Passei três dias preso, até que a família de Lúcia, arrumando as coisas dela para levar, encontraram um exame em nome de Lúcia com o seguinte diagnóstico: Câncer no colo do útero com desenvolvimento geral de bastante metástase em outros órgãos!
Todos se sobressaltaram, foram ao hospital indicado no exame, procuraram o médico cancerologista responsável e, felizmente, ele disse que tinha procedido os exames e que o estado dela era desesperador, não cabendo mais se fazer uma cirurgia. E, já que ela era uma enfermeira em formação final, ele foi sincero e lhe dizer as condições reais da sua saúde!

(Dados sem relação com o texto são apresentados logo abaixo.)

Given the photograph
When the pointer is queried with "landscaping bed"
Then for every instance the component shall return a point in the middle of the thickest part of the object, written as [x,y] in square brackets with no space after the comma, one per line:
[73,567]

Assim sendo, a família foi a delegacia, contou o fato minuciosamente ao delegado que, em seguida, pediu-me desculpas, mas, que era o seu trabalho fazer apurações, libertou-me, saímos todos, bastante alegres por terem me liberado, e tristes pela perda em condições grotescas nossa querida e amada Lúcia!
Vale dizer que, caso você tenha problemas, por mais sérios que sejam, procure amigos, parentes, psicólogos, analistas, médicos, etc., não achar que acabar com a vida seja uma solução!